Reviewing our conveyance of academic outputs in GALA

As part of our ongoing review of processes around GALA, we have decided to try and make better use of some of the features of the software. We hope that a minor change to our existing review practices will improve the university’s management of compliance with internal and external policies, and help to increase the turnaround of items under review. 

With REF 2021’s submission date only six months away, there has been a not insignificant increase in the number of deposits to GALA. This has been experienced at other institutions, so we are certainly not alone in this. Indeed, we are excited that GALA is being used by a broad range of users, including many who have been recruited throughout 2020. 

However, with the increased volume of deposits comes and increased management of processes. As part of our review of all deposits into GALA, we perform a range of checks to ensure that the university is not breaching any copyright restrictions (e.g. the sharing of published Versions of Record which publishers have been given copyright of) and to try and support compliance with the university’s Publications Policy, the REF 2021 open access policy, and various research funder policies as applicable. 

This disparate range of criteria often require us to contact individual academics via email to clarify that certain aspects of metadata are accurate, or to ensure that the correct document version has been attached to the record. This has been an incredibly effective method and helped us to build and foster excellent working relationships, and to better understand experiences with GALA and research repositories more generally. 

However, at scale, moving communications outside of the software can become cumbersome and add delays to the processing of deposits.
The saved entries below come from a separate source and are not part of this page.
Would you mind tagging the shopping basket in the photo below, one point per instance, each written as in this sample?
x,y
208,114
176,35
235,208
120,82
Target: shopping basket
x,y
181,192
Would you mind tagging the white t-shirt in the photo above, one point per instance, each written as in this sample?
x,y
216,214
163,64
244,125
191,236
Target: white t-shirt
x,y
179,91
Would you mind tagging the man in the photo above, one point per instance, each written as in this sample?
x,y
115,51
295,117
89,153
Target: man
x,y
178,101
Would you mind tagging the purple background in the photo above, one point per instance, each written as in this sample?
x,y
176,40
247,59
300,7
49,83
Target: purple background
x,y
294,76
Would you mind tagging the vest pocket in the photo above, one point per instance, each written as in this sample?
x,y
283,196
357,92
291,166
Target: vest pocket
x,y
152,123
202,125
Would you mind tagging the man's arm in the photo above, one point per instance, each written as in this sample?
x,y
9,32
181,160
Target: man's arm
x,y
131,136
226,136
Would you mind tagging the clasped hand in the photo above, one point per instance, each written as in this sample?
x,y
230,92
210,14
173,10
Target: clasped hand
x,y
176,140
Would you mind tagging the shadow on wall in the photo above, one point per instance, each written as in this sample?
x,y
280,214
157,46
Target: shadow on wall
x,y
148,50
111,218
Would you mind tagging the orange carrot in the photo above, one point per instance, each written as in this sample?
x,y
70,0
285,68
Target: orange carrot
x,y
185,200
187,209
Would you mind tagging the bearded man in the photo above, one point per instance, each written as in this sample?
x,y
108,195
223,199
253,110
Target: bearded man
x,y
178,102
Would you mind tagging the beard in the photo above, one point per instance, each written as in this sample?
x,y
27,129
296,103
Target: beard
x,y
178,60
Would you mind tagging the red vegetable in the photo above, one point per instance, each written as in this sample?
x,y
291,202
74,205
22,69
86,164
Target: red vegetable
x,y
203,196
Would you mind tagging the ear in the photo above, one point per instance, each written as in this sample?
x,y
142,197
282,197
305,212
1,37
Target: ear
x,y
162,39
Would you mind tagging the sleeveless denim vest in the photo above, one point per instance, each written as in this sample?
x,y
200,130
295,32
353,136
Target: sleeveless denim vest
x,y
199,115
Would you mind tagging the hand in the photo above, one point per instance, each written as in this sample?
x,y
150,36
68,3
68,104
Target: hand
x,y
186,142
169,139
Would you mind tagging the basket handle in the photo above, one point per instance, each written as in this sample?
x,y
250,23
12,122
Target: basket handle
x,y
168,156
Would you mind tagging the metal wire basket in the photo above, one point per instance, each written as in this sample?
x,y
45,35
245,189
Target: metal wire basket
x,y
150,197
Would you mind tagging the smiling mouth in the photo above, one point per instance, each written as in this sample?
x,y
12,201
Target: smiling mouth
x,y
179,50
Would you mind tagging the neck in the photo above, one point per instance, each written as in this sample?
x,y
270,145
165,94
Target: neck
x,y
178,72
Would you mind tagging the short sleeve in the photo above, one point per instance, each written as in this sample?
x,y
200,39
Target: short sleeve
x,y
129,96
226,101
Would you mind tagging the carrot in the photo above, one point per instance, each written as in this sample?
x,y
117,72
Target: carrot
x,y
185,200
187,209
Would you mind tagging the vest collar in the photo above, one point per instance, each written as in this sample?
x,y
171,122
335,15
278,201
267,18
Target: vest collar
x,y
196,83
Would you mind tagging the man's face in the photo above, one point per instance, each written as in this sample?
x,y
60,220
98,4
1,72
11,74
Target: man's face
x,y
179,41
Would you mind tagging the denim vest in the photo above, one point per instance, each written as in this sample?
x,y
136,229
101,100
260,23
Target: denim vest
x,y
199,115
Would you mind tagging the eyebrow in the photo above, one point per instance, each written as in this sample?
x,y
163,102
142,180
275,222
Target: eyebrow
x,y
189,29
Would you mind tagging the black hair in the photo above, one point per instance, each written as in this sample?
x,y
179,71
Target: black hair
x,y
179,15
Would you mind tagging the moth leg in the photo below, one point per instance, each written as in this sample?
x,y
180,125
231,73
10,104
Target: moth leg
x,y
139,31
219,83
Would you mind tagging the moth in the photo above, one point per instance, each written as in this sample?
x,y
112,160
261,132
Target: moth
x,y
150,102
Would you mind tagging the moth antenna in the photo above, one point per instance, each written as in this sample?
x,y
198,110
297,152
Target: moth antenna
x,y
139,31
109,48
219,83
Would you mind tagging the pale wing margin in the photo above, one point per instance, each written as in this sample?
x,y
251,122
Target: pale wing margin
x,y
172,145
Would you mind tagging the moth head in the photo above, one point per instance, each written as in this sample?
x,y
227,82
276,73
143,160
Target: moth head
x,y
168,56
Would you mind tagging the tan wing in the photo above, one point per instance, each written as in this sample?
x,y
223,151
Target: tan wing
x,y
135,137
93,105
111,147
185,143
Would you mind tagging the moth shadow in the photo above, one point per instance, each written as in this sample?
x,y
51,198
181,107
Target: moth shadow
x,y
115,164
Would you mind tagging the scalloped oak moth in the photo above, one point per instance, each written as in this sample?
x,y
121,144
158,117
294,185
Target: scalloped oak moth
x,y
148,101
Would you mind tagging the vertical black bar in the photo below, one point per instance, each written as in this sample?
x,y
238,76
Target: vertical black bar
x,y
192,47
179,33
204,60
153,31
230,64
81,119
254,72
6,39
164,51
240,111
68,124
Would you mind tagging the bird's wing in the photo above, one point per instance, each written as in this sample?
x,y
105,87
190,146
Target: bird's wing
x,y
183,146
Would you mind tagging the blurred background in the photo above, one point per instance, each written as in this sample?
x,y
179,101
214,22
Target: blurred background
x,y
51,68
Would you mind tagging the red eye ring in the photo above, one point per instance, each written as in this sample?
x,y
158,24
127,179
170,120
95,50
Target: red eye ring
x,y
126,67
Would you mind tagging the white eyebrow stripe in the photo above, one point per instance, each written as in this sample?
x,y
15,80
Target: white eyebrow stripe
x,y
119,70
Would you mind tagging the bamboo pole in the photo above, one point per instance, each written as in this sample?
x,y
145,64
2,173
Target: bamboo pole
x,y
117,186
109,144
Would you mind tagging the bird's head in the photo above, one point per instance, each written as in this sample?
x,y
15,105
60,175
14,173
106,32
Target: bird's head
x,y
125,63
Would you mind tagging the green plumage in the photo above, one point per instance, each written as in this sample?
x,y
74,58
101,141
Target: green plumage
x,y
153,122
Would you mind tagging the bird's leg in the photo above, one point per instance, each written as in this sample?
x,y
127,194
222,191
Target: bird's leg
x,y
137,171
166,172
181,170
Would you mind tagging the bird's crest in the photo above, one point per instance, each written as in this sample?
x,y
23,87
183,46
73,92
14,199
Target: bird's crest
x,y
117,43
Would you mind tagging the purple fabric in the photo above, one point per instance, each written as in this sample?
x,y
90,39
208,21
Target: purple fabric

As such, we are instituting a minor change to our extant processes, and wanted to clearly explain what we are doing and why, hence this blog post. 

In specific and limited circumstances, we are going to use some functionality in the repository software to return records’ to a user’s work area. We will accompany return of records with a detailed message to explain what needs amending on a given record. For example, if a Version of Record that is under the copyright of the publisher and thus cannot be shared via GALA has been attached to the record, we may explain that you will need to attach your author’s accepted manuscript (AAM,) and where you may be able to obtain your AAM from if you do not have a copy to hand, before you re-deposit your record. 

Using this function of the software should better enable those depositing records to clarify or amend anything as appropriate in situ, expediting the process and resolving queries in a more effective way. 

Of course, we are always here to support you and ensure that your experiences with open access repositories are positive, so we need to be clear that you can contact us by any means necessary to help resolve any outstanding issues. However, by returning the output to the user’s work area, it will improve efficiency and enable depositors to better understand the requirements of depositing within GALA.